DIMITE AL NO LOGRAR LA FINANCIACIÓN DEL GOBIERNO

González Echenique tira la toalla al no poder sacar adelante las cuentas de RTVE

Perdió su guerra con Cristóbal Montoro y Soraya le quitó su apoyo

González Echenique tira la toalla al no poder sacar adelante las cuentas de RTVE
Leopoldo González-Echenique.

Leopoldo González-Echenique tira la toalla. Se va tras perder el último pulso echado a su archienemigo Cristóbal Montoro. Incapaz de gestionar la sobredimensionada RTVE con menos dinero, el abogado del Estado deja su sillón tras serle negada una inyección de 130 millones de euros, tal y como adelantó el pasado 23 de septiembre de 2014 Periodista Digital –González-Echenique se plantea dimitir si no recibe los 130 millones prometidos-.

El abogado del Estado puso un pie en Prado del Rey con la vitola de buen gestor. Era un desconocido para el mundo de las productoras de la televisión pero Moncloa no buscaba un Ted Turner sino alguien que supiera cuadrar números. Y le vicepresidenta lo encontró en su entorno de amigos guay: «Lluvia fina. No quiero follones con los sindicatos ni que digan que TVE es la televisión del PP», le encomendó Soraya.

El presidente de la Corporación tardó poco tiempo en lucir las ínfulas del poder: «Tuve apoyo de 192 diputados. Fui elegido por consenso, no por el PP. He logrado la TV neutral que prometí», repetía ufano mirándose al espejo.

‘Neutral’ en el lenguaje de Echenique es una TVE que no huela a PP. Por esa razón la primera sorpresa que se llevaron en Génova fue ver cómo la nueva dirección mandaba a galeras a los periodistas de su cuerda. «Tratan mejor a los del PSOE que a los nuestros», lamentaban en el búnker del PP.

Al poco tiempo Echenique logró su primera gran victoria: evitar el ERE en la Corporación. Tras meses de dura negociación con los sindicatos, la plantilla de RTVE dio su visto bueno al nuevo convenio colectivo que garantizaba el mantenimiento del empleo durante dos años y un ahorro de costes de 28,5 millones de euros para la Corporación.

Su oscura alianza con el hombre fuerte del PSOE en TVE, Miguel Ángel Sacaluga, y UGT fueron la clave para sellar el acuerdo.

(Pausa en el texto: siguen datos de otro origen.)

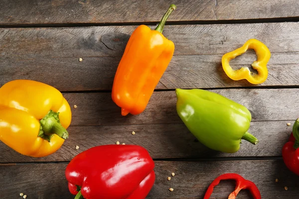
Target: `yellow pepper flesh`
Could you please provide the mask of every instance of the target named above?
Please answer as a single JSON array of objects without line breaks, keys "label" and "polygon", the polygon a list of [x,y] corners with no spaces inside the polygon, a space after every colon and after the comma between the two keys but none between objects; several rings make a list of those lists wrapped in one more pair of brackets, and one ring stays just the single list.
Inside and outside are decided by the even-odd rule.
[{"label": "yellow pepper flesh", "polygon": [[40,120],[51,110],[59,112],[61,125],[58,122],[55,126],[67,128],[71,120],[71,109],[59,91],[30,80],[5,84],[0,88],[0,140],[24,155],[40,157],[55,152],[65,140],[53,134],[56,133],[55,128],[49,129],[53,134],[48,135],[50,142],[38,137]]},{"label": "yellow pepper flesh", "polygon": [[[248,49],[254,49],[257,55],[257,60],[254,61],[251,66],[258,71],[258,74],[251,73],[248,67],[243,67],[239,70],[234,70],[229,65],[231,60],[244,53]],[[253,84],[261,84],[264,82],[268,77],[267,64],[270,57],[270,51],[264,44],[258,40],[251,39],[241,48],[223,55],[222,60],[222,67],[226,75],[232,80],[246,79]]]}]

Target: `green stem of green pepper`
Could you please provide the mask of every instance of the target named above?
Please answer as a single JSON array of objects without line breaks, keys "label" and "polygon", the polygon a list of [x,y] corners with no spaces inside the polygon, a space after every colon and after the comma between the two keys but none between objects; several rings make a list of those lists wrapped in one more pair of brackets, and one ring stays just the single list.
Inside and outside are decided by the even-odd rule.
[{"label": "green stem of green pepper", "polygon": [[259,140],[248,132],[246,132],[241,139],[248,141],[253,144],[257,144],[259,143]]},{"label": "green stem of green pepper", "polygon": [[299,118],[296,119],[295,123],[293,125],[293,133],[294,137],[296,139],[295,143],[294,144],[294,147],[295,149],[299,147]]},{"label": "green stem of green pepper", "polygon": [[155,29],[155,30],[156,30],[160,33],[162,33],[163,31],[163,28],[164,28],[164,25],[165,25],[165,23],[166,22],[166,20],[168,16],[170,15],[172,11],[174,10],[176,8],[176,6],[174,4],[170,4],[169,8],[168,10],[166,12],[164,16],[163,16],[163,18],[161,19],[161,21],[158,24],[158,26]]},{"label": "green stem of green pepper", "polygon": [[77,194],[77,195],[76,195],[76,197],[75,197],[75,199],[84,199],[83,196],[81,193],[81,191],[80,191],[78,193],[78,194]]}]

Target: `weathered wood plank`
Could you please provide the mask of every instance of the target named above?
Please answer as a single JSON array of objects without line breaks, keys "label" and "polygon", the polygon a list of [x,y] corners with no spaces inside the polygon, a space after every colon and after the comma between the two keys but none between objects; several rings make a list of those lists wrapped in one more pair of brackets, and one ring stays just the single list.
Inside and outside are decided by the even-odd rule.
[{"label": "weathered wood plank", "polygon": [[[299,52],[275,53],[268,64],[269,74],[261,85],[235,81],[224,73],[221,55],[174,56],[156,89],[226,88],[299,85]],[[249,52],[232,60],[231,66],[249,66],[255,59]],[[61,91],[111,90],[120,57],[14,58],[1,60],[0,87],[14,79],[29,79]]]},{"label": "weathered wood plank", "polygon": [[4,0],[0,8],[0,24],[158,21],[170,3],[176,4],[177,9],[168,21],[299,16],[299,4],[296,0]]},{"label": "weathered wood plank", "polygon": [[[29,79],[62,91],[111,90],[135,27],[0,29],[0,86],[13,79]],[[176,55],[157,89],[299,85],[299,23],[167,28],[165,35],[175,43]],[[261,39],[272,53],[268,78],[259,85],[233,81],[221,67],[222,55],[250,38]],[[249,66],[255,59],[253,51],[249,52],[231,64]]]},{"label": "weathered wood plank", "polygon": [[[30,199],[73,199],[64,175],[67,164],[47,164],[0,166],[0,197],[12,199],[23,193]],[[208,186],[219,175],[236,173],[253,181],[263,199],[295,199],[299,196],[299,177],[289,171],[282,160],[155,162],[156,181],[147,199],[203,198]],[[171,172],[175,176],[166,178]],[[279,179],[278,183],[275,182]],[[227,199],[233,181],[223,181],[211,198]],[[284,187],[289,188],[288,191]],[[174,189],[169,192],[169,188]],[[214,198],[215,197],[215,198]],[[238,199],[251,199],[242,191]]]},{"label": "weathered wood plank", "polygon": [[[291,125],[287,126],[290,122]],[[182,123],[71,126],[70,137],[61,149],[42,158],[24,156],[0,143],[0,163],[69,161],[91,147],[106,144],[135,144],[147,149],[153,159],[217,158],[219,157],[281,156],[282,149],[292,132],[293,121],[255,121],[250,132],[260,143],[253,145],[244,141],[237,153],[228,154],[210,150],[195,140]],[[135,135],[132,134],[134,131]],[[75,150],[76,145],[79,146]]]},{"label": "weathered wood plank", "polygon": [[[0,28],[0,55],[1,59],[121,57],[137,27]],[[163,34],[173,41],[175,55],[194,55],[224,54],[252,38],[272,53],[298,52],[299,31],[299,22],[284,22],[167,25]]]},{"label": "weathered wood plank", "polygon": [[[295,120],[298,117],[298,89],[210,90],[245,105],[253,121]],[[175,91],[154,92],[142,113],[123,116],[110,93],[64,95],[72,108],[72,125],[121,125],[182,122],[176,110]]]}]

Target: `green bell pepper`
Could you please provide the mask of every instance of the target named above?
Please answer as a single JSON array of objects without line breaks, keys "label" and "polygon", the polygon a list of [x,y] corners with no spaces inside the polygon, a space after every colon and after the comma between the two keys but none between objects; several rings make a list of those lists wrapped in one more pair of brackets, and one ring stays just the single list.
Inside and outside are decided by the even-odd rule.
[{"label": "green bell pepper", "polygon": [[200,89],[175,90],[176,111],[189,130],[206,146],[235,153],[241,139],[257,144],[247,130],[251,114],[245,106],[219,94]]}]

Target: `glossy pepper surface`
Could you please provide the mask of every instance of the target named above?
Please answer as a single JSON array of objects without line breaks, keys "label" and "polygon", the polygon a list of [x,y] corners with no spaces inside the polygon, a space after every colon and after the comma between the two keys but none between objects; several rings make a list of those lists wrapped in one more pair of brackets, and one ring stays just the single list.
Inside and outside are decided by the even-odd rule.
[{"label": "glossy pepper surface", "polygon": [[294,123],[289,142],[283,148],[283,158],[287,167],[299,176],[299,118]]},{"label": "glossy pepper surface", "polygon": [[75,156],[65,175],[76,199],[142,199],[154,183],[154,167],[140,146],[103,145]]},{"label": "glossy pepper surface", "polygon": [[222,180],[234,180],[236,181],[236,187],[228,197],[228,199],[235,199],[239,192],[242,190],[248,190],[252,195],[254,199],[261,199],[261,193],[256,185],[251,181],[244,179],[242,176],[237,174],[225,174],[216,178],[209,186],[203,199],[209,199],[213,193],[214,188],[217,186]]},{"label": "glossy pepper surface", "polygon": [[138,114],[145,109],[171,60],[174,44],[162,34],[162,31],[175,8],[170,5],[155,30],[141,25],[129,40],[112,88],[112,100],[121,107],[122,115]]},{"label": "glossy pepper surface", "polygon": [[71,120],[68,103],[49,85],[18,80],[0,88],[0,140],[23,155],[56,151],[68,137]]},{"label": "glossy pepper surface", "polygon": [[257,144],[247,130],[251,121],[245,106],[224,96],[200,89],[176,90],[176,110],[189,130],[202,144],[217,151],[235,153],[241,139]]},{"label": "glossy pepper surface", "polygon": [[[235,59],[247,51],[248,49],[255,50],[257,59],[251,66],[258,71],[258,74],[253,74],[248,67],[242,67],[234,70],[229,65],[231,60]],[[261,84],[264,82],[268,77],[268,71],[267,64],[270,59],[271,54],[268,47],[261,41],[251,39],[247,41],[241,48],[225,54],[222,57],[222,67],[226,75],[232,80],[240,80],[246,79],[253,84]]]}]

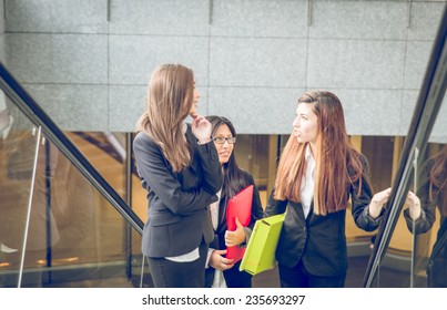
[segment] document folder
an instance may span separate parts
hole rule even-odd
[[[240,270],[252,276],[276,266],[275,251],[283,228],[284,214],[258,219],[253,228]]]
[[[234,231],[237,228],[236,217],[243,226],[246,227],[250,224],[250,218],[252,217],[252,205],[253,185],[248,185],[230,198],[228,205],[226,206],[226,226],[230,231]],[[233,262],[241,260],[244,252],[245,247],[226,247],[226,258],[234,259]]]

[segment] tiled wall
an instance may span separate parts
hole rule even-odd
[[[133,131],[152,70],[177,62],[195,72],[200,111],[240,133],[289,133],[297,96],[327,89],[349,134],[405,135],[445,4],[8,0],[8,62],[64,130]],[[431,140],[446,132],[438,121]]]

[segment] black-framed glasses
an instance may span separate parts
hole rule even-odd
[[[234,144],[234,143],[236,143],[236,137],[235,137],[235,136],[231,136],[231,137],[215,136],[215,137],[213,137],[213,141],[214,141],[215,143],[217,143],[217,144],[224,144],[225,141],[226,141],[228,144]]]

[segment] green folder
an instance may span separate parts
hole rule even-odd
[[[240,270],[257,275],[276,266],[276,245],[283,228],[284,215],[256,220]]]

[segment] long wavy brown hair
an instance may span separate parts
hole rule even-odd
[[[162,64],[151,75],[146,111],[136,132],[144,132],[160,146],[174,172],[191,162],[183,121],[193,104],[194,74],[182,64]]]
[[[440,196],[438,207],[443,217],[447,217],[447,144],[431,161],[429,197],[434,200],[434,195]]]
[[[327,215],[346,209],[351,184],[359,180],[358,190],[362,188],[363,165],[346,133],[342,103],[331,92],[309,91],[299,96],[298,104],[312,105],[317,116],[314,213]],[[291,134],[280,158],[275,199],[301,202],[307,145]]]

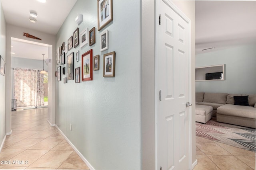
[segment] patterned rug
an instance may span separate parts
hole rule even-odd
[[[205,124],[196,122],[196,135],[255,152],[255,129],[226,124],[213,117]]]

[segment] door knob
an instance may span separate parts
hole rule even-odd
[[[192,106],[192,104],[189,103],[189,102],[186,102],[186,107],[189,107]]]

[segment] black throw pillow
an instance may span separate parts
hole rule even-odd
[[[235,100],[235,105],[246,106],[250,106],[249,102],[248,102],[248,96],[234,96]]]

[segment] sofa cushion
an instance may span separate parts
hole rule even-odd
[[[227,95],[224,93],[204,93],[203,102],[226,104]]]
[[[235,103],[235,100],[234,99],[234,96],[241,96],[242,95],[242,94],[228,94],[227,96],[227,100],[226,101],[227,104],[234,104],[234,103]]]
[[[197,92],[196,93],[196,102],[203,102],[204,99],[203,92]]]
[[[218,107],[217,113],[251,119],[255,119],[256,117],[256,110],[253,107],[230,104],[225,104]]]
[[[250,106],[248,102],[248,96],[234,96],[234,99],[235,100],[235,105],[245,106]]]
[[[198,103],[197,104],[198,105],[206,105],[206,106],[212,106],[214,109],[216,110],[217,108],[218,108],[220,106],[221,106],[223,105],[224,104],[222,104],[221,103],[210,103],[210,102],[200,102]]]

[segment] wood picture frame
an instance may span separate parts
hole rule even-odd
[[[92,49],[82,55],[82,80],[92,80]]]
[[[68,40],[68,51],[73,48],[73,35],[72,35]]]
[[[5,76],[5,61],[3,57],[0,55],[0,74],[3,76]]]
[[[79,45],[79,28],[76,29],[73,33],[74,47],[76,48]]]
[[[79,51],[78,51],[76,53],[76,61],[79,61]]]
[[[116,52],[105,54],[103,58],[103,77],[114,77]]]
[[[61,66],[59,66],[57,68],[57,80],[58,82],[60,81],[60,79],[61,79]]]
[[[100,70],[100,55],[97,55],[93,57],[93,70]]]
[[[82,48],[88,43],[88,28],[84,29],[79,35],[80,37],[80,48]]]
[[[75,83],[80,82],[80,67],[75,68]]]
[[[89,45],[91,46],[95,43],[95,27],[94,27],[89,31]]]
[[[108,30],[106,29],[100,33],[100,51],[108,49]]]
[[[74,80],[74,52],[67,56],[67,80]]]
[[[97,0],[98,30],[100,31],[113,20],[112,0]]]

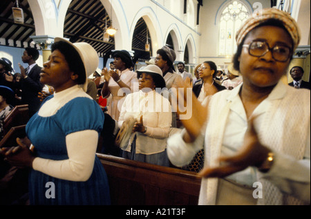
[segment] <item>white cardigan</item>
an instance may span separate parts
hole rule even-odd
[[[238,97],[241,86],[217,93],[211,98],[206,130],[195,142],[185,143],[183,132],[169,138],[167,153],[173,164],[189,162],[203,148],[204,141],[205,166],[219,165],[217,158],[223,145],[230,104]],[[294,89],[281,82],[267,98],[269,107],[256,129],[261,142],[276,153],[276,159],[268,173],[257,171],[257,181],[263,184],[263,198],[258,198],[258,204],[301,204],[288,194],[310,203],[310,98],[309,90]],[[202,180],[199,204],[215,204],[218,181],[217,178]]]

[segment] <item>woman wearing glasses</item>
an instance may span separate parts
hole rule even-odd
[[[203,83],[194,85],[192,91],[200,102],[202,102],[207,96],[212,95],[226,88],[215,82],[214,79],[217,74],[217,66],[214,62],[205,61],[198,70]]]
[[[169,158],[185,165],[204,145],[200,204],[310,204],[310,93],[281,81],[300,41],[297,24],[264,9],[236,39],[243,84],[211,96],[207,108],[193,97],[200,113],[169,138]]]

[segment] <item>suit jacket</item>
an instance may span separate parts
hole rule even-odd
[[[294,82],[288,84],[289,86],[294,86]],[[310,82],[307,82],[305,81],[301,81],[301,84],[300,85],[299,89],[300,88],[306,88],[306,89],[310,89]]]
[[[21,102],[28,104],[29,115],[31,117],[40,108],[41,101],[38,92],[42,91],[44,85],[40,82],[40,73],[42,67],[36,64],[21,82]]]

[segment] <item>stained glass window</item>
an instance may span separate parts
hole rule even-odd
[[[233,1],[223,10],[219,21],[219,55],[232,55],[236,50],[236,32],[249,17],[240,1]]]

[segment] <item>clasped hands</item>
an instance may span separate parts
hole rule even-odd
[[[142,115],[140,116],[140,121],[136,122],[133,127],[132,133],[135,133],[136,131],[142,133],[144,133],[146,132],[146,127],[144,126],[142,122]]]
[[[17,146],[0,149],[0,153],[3,155],[5,159],[12,166],[17,168],[32,167],[35,156],[30,149],[30,141],[27,137],[23,139],[17,137]]]
[[[183,136],[184,140],[186,142],[193,142],[200,134],[205,122],[207,120],[207,107],[203,106],[194,95],[192,95],[191,99],[187,99],[187,95],[185,94],[186,89],[190,87],[189,80],[179,83],[178,86],[184,88],[178,90],[179,92],[177,95],[184,97],[185,104],[187,104],[187,101],[192,101],[192,112],[200,112],[199,113],[192,113],[191,117],[189,120],[180,120],[187,130],[186,134]],[[177,99],[179,99],[177,98]],[[178,107],[178,104],[177,104],[177,107]],[[182,113],[177,109],[177,113],[181,115]],[[204,168],[198,173],[200,177],[225,178],[250,166],[261,166],[271,151],[260,142],[254,128],[255,120],[256,117],[254,117],[249,118],[243,145],[236,154],[232,156],[218,158],[220,165]]]

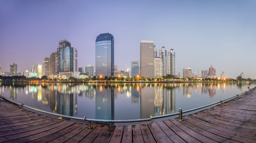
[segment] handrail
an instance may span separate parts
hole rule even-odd
[[[195,108],[193,108],[193,109],[190,109],[188,110],[186,110],[185,111],[183,111],[183,113],[189,113],[189,112],[191,112],[191,111],[194,111],[195,110],[198,110],[201,108],[204,108],[209,106],[212,106],[215,104],[217,104],[218,103],[220,103],[221,105],[221,104],[227,101],[227,100],[229,100],[230,99],[232,99],[233,98],[235,97],[238,97],[240,95],[242,95],[245,93],[246,93],[247,91],[243,92],[240,94],[237,94],[236,95],[234,95],[233,97],[228,98],[227,99],[225,99],[224,100],[221,100],[220,101],[218,102],[213,102],[208,105],[206,105],[204,106],[201,106]],[[93,121],[93,122],[109,122],[109,123],[131,123],[131,122],[144,122],[144,121],[150,121],[152,120],[154,120],[154,119],[160,119],[160,118],[164,118],[164,117],[170,117],[170,116],[176,116],[176,115],[179,115],[179,113],[172,113],[172,114],[166,114],[166,115],[161,115],[161,116],[154,116],[154,117],[151,117],[150,118],[146,118],[146,119],[132,119],[132,120],[101,120],[101,119],[88,119],[86,118],[86,116],[85,116],[83,118],[82,117],[73,117],[73,116],[66,116],[66,115],[63,115],[63,114],[57,114],[57,113],[51,113],[51,112],[48,112],[48,111],[43,111],[43,110],[41,110],[40,109],[37,109],[37,108],[35,108],[28,105],[25,105],[23,104],[20,104],[16,102],[14,102],[13,101],[10,100],[8,99],[7,99],[7,98],[0,95],[0,97],[2,98],[2,99],[4,99],[4,100],[6,100],[10,102],[12,102],[14,104],[18,105],[20,107],[21,107],[22,108],[23,107],[26,107],[29,109],[32,109],[39,112],[41,112],[41,113],[44,113],[46,114],[51,114],[51,115],[53,115],[53,116],[58,116],[58,117],[65,117],[65,118],[69,118],[69,119],[76,119],[76,120],[83,120],[83,121],[88,121],[90,122],[90,125],[91,125],[91,122]]]

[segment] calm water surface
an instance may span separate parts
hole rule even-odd
[[[0,83],[1,95],[43,110],[88,118],[148,118],[204,105],[255,83]]]

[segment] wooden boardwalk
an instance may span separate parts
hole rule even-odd
[[[107,126],[55,119],[0,100],[0,142],[256,142],[256,89],[177,119]]]

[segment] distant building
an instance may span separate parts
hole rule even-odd
[[[162,49],[159,50],[159,57],[162,58],[162,76],[166,76],[166,71],[167,70],[167,52],[164,49],[164,46],[162,46]]]
[[[192,76],[192,69],[191,68],[184,68],[183,69],[183,78],[186,78],[186,77],[189,77],[189,78],[191,78]]]
[[[78,72],[80,72],[80,73],[85,73],[85,72],[83,72],[83,67],[79,67],[79,69],[78,69]]]
[[[49,75],[50,78],[53,78],[54,75],[57,74],[56,63],[57,61],[57,55],[55,52],[52,53],[50,56]]]
[[[154,77],[154,43],[150,41],[140,41],[140,76]]]
[[[113,76],[114,64],[114,36],[100,34],[95,41],[95,76]]]
[[[155,57],[154,61],[154,77],[161,77],[162,76],[162,60],[159,57]]]
[[[60,72],[77,72],[77,50],[67,46],[61,49]]]
[[[62,40],[59,42],[59,48],[57,48],[56,61],[56,74],[60,72],[61,69],[61,49],[66,47],[71,47],[71,43],[67,40]]]
[[[85,67],[85,73],[88,73],[88,75],[89,77],[93,77],[94,74],[94,66],[91,66],[91,65],[88,65]]]
[[[10,65],[9,76],[16,76],[17,68],[18,68],[18,66],[15,63],[14,63],[13,64]]]
[[[241,76],[241,78],[242,79],[245,79],[245,73],[242,73],[241,74],[240,74],[240,76]]]
[[[212,66],[212,65],[211,65],[210,68],[209,69],[209,73],[207,76],[210,77],[216,76],[216,70],[213,68],[213,66]]]
[[[135,77],[139,75],[138,61],[131,61],[131,77]]]
[[[48,57],[44,58],[42,64],[42,76],[49,76],[50,74],[50,59]]]

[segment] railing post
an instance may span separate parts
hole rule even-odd
[[[178,121],[183,121],[182,119],[182,109],[181,108],[179,108],[179,119]]]
[[[22,105],[20,105],[20,106],[22,107],[22,111],[23,111],[23,105],[24,105],[24,104],[22,104]]]
[[[88,127],[88,129],[92,129],[91,121],[89,121],[89,127]]]

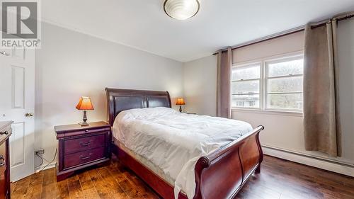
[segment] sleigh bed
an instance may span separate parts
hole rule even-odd
[[[113,127],[116,116],[123,110],[171,107],[167,91],[108,88],[105,91],[108,118],[111,128]],[[258,136],[263,130],[263,126],[258,126],[225,146],[199,157],[194,167],[195,190],[193,198],[233,198],[254,172],[259,173],[263,155]],[[175,198],[171,183],[159,172],[149,168],[149,164],[137,158],[132,152],[125,149],[114,137],[111,149],[125,166],[134,171],[161,197],[166,199]],[[181,191],[178,199],[187,199],[187,196]]]

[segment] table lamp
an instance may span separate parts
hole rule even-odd
[[[182,105],[185,105],[184,99],[183,98],[177,98],[177,102],[176,105],[179,105],[179,112],[182,112]]]
[[[92,103],[91,102],[91,98],[89,97],[81,97],[79,103],[76,105],[76,109],[84,110],[84,118],[82,118],[83,122],[79,124],[81,125],[81,126],[88,125],[88,123],[86,122],[86,110],[93,110],[93,106],[92,106]]]

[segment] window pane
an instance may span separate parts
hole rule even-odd
[[[234,68],[232,80],[259,79],[259,65],[253,65],[246,68]]]
[[[232,83],[232,94],[259,93],[259,80]]]
[[[302,93],[268,94],[267,107],[270,108],[302,110]]]
[[[232,107],[259,108],[259,95],[233,95]]]
[[[303,59],[269,64],[268,66],[269,76],[302,74],[304,72]]]
[[[270,79],[267,86],[268,93],[302,92],[302,76]]]

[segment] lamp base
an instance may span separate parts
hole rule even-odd
[[[82,123],[79,123],[79,124],[82,126],[88,126],[88,123],[86,122],[87,121],[87,116],[86,116],[86,111],[84,110],[84,117],[82,118]]]

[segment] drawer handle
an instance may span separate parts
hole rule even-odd
[[[3,155],[0,155],[0,160],[2,160],[1,162],[0,162],[0,166],[5,166],[5,159],[4,159]]]
[[[92,155],[92,154],[91,154],[91,153],[90,153],[90,154],[88,154],[88,156],[86,156],[86,157],[84,157],[84,156],[83,156],[83,155],[81,155],[81,156],[80,156],[80,159],[82,159],[82,160],[88,159],[89,159],[89,158],[91,157],[91,155]]]
[[[86,143],[83,143],[82,142],[80,142],[80,144],[81,145],[81,147],[89,146],[89,145],[91,145],[91,140],[88,141],[88,142],[86,142]]]

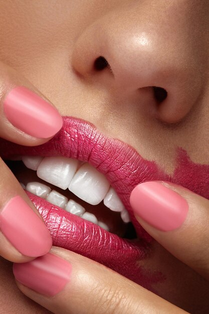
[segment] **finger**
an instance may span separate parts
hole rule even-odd
[[[62,117],[14,69],[0,62],[0,137],[28,146],[45,142],[61,129]]]
[[[12,172],[0,159],[0,255],[26,262],[46,254],[49,231]]]
[[[136,219],[147,232],[209,279],[209,201],[161,182],[137,186],[130,200]]]
[[[24,293],[56,314],[185,312],[104,266],[60,248],[14,264],[14,273]]]

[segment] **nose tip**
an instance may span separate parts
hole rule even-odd
[[[168,123],[180,121],[202,86],[199,61],[188,34],[177,27],[166,32],[157,19],[152,25],[124,21],[116,22],[113,16],[87,29],[75,45],[73,66],[84,78],[96,77],[122,95],[153,87],[150,106],[156,117]]]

Su estrategia de jugar a empatar, pactar lo que haga falta y mantenerse a flote repartía dividendos.

PROBLEMAS DE AUDIENCIA Y CAÍDA DE CORRALES

Pero Echenique, que no tiene un pelo de tonto, se dio cuenta rápidamente que tenía dos problemas: el primero tenía que ver con las audiencias y el segundo con la financiación.

Las dilaciones del PP en tomar el control de la cadena estatal le permitieron a Atresmedia birlarle ‘Amar en tiempos en revueltos’ y dejarle un boquete en la parrilla que le ha supuesto «tres cuartas partes» de los espectadores que ha perdido La 1 en un año.

El elegido para reflotar las audiencias fue Ignacio Corrales. Lo intentó todo: reposiciones de ficciones ya emitidas, la fallida ‘Gran reserva, el origen’ y el ‘Entre todos’ de Toñi Moreno.

«El arrastre de ‘Amar’ era muy importante. La audiencia se ha ido a contenidos de otras cadenas y eso tiene un efecto importante en la audiencia de los informativos», fue la explicación que dio Echenique a la caída de las audiencias.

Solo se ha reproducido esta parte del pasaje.